I am shocked. The whole idea of it smacks of Eugenics. I studied Eugenics during my Masters and there is amble proof that shows that the thinking of the day that one must sterilize the weak, vulnerable and poor for a better society was a direct result of the pathologizing of the Jews and the consequent horrors of the Holocaust. For anyone to deny this link is being naieve. Interesting to point out that the last forced sterilization law was disbanded only in the 1960's and that was in Virginia in the States. Of course here it is 'voluntary' - cohersion, persuasion, coaxing, enticing, do not come into it?? Oh yes there is a money incentive - offering money to a drug addict. It is not a choice as money for drugs is part of the vicious cycle in which these desperate women are caught. Addicts do not think long term, they only want a quick fix and they will do anything to ensure that they get that fix be it stealing or sterilizing.

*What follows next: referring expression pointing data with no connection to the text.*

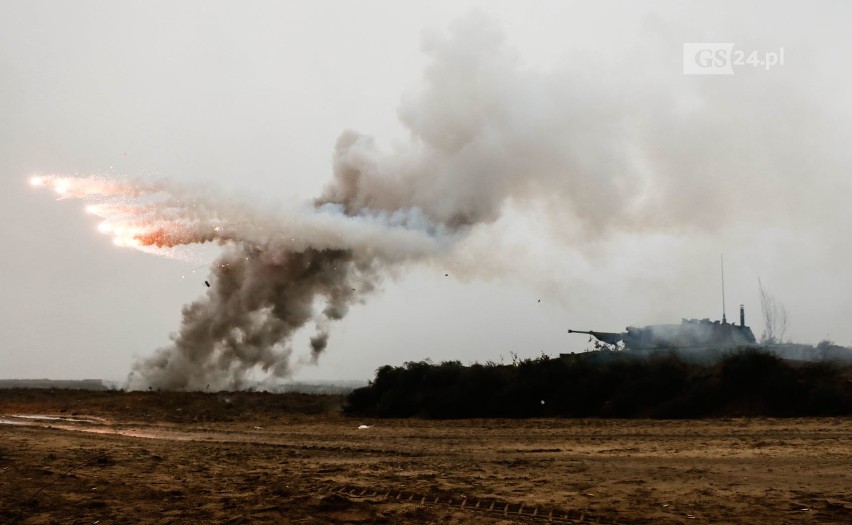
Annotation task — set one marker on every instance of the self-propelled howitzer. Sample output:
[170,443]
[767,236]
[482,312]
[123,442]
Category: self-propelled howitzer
[690,333]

And then when they get their life sorted out and they wish to start a family - they are denied this their fundemental right as a human being.

BUT and of course it is a very big BUT - what about the children? What about the children born to addicts who cannot look after them? Who neglect, abuse and abandon them? No one wishes a child to come into the world where it will not get its basic needs met. No one wants to see children not being cared for. And there are hundreds and thousands of these children - what happens to them? And there is the rub. They grow up in institutions, foster families, care homes, on the streets. They do not have the chance of a normal life - their's will always be a struggle and they will always be missing something. But should they not exist? Because their life is not perfect does that mean that we should deny them the chance to live?? To breathe, to laugh, to think??

Who is that who thinks that they have to right to deny a child its life?

The social and welfare system could be much better, that there is no doubt. And once that child has come into the world we must take care of him or her. We must give mothers the chance to rehabilitate and we must give children loving families. But we must not give women who are not thinking clearly an enticement of money in exchange for sterilization and we cannot pretend that we are giving them a choice.

Tuesday 4 May 2010

'He is born'

This is the text message that I received on Friday at around 4pm - a great announcement on the birth of my Godson's son.
Such excitement at the arrival of this little boy into the world and into the bosom of this amazing family. His birth clarifies the link that already exists between two families, forming a bond that will create a positive and secure future for him. It is a wonderful feeling to see how safe and how loved this precious child is.
And a sharp contrast to those children who are unfortunate enough to be born into a family who, for what ever reason, are unable to look after them. Children born of mother's who cannot cope, who are not supported, who are too poor to afford even the basics. These children face a life path which is uncertain, vague and precarious. One hopes that there are systems in place which the birth mothers can fall back on, but in some countries these hopes will never be fulfilled. Mothers will become desperate and their children will join the millions of abandoned, abused, neglected others who litter the world today. My Godson's child is blessed and he is fortunate to have a strong and loving family who will support him, nuture him and offer him every opportunity for fulfil his destiny. For a handful of the millions of children without parental care, adoption will give them the opportunity to find a family who will support them, nuture them and give them every opportuntity to fulfil their destinty - in other words give them a chance to lead a normal life and to be part of a stong and loving family.